The Dinner Party
8 minute read
One night, Love hosted a banquet, and all the emotions were invited to attend. Love greeted them with warmth, and the evening progressed smoothly.
When it came time to sit down to eat, Curiosity asked, “Who should sit at the head of the table with Love?” Immediately, an argument erupted among the emotions as to who should have the privilege of sitting next to Love.
“I could sit next to Love,” offered Ambivalence. “Or not.”
“This can be settled easily,” said Confidence. “The emotion that gets to sit by Love’s side should be the emotion closest to love.”
The discussion continued anew, each emotion arguing that they were closest to love.
“It is I,” bubbled Joy with a bright smile. “Joy is the emotion birthed from love. When you see a mother clutching her child, or two lovers embracing, or family coming together, what emotions mingle in the air? Love and joy. I am closest to love.”
“But only for so long,” Hate cut in, hands curling into fists. “Joy is fleeting and does not last. But hate? Hate can last as long as love, maybe longer. Hate makes your heart beat faster, makes your blood burn in your veins. It clouds your thoughts and alters your judgment. Love does the same. I am closest to love.”
That prompted an eyeroll from Disgust and a yawn from Boredom.
From the back, there was a whispering, and it grew such that even Hate turned around with a glare. Cautiously, Fear shuffled to the head of the table. A hush fell over the gathering.
“I think,” said Fear, voice wavering a bit, “maybe I am closest to love.”
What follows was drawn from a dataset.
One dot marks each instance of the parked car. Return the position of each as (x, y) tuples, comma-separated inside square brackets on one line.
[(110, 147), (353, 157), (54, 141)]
“You?” scoffed Skepticism. “You know nothing of love.”
“Everyone should get a chance to speak,” chided Interest. “Fear, please—tell us what you have to say.”
Fear swallowed and began. “Fear, however you try to bury it, is everywhere, especially in love.” Fear’s voice steadied a bit, echoing around the dinner table. “When you open yourself to love, you also open yourself to loss—to feeling your heart break as you kneel before a grave, or to watch as they walk by with someone else. Love is blindly leaping into the sky, when you don’t know if you’ll fall or fly. But that fear of falling, of heartbreak … that fear is essential to the leap.” Fear met each emotion’s eyes, drawing in a shaky breath. “Joy may be infectious, and hate may be powerful, but fear is the bridge to love.”
Joy’s smile faltered. Hate’s fists loosened. Skepticism even nodded slightly. But Fear still stood trembling.
“Fear is right,” Love said, extending a hand. “Come, old friend, and join me for supper.”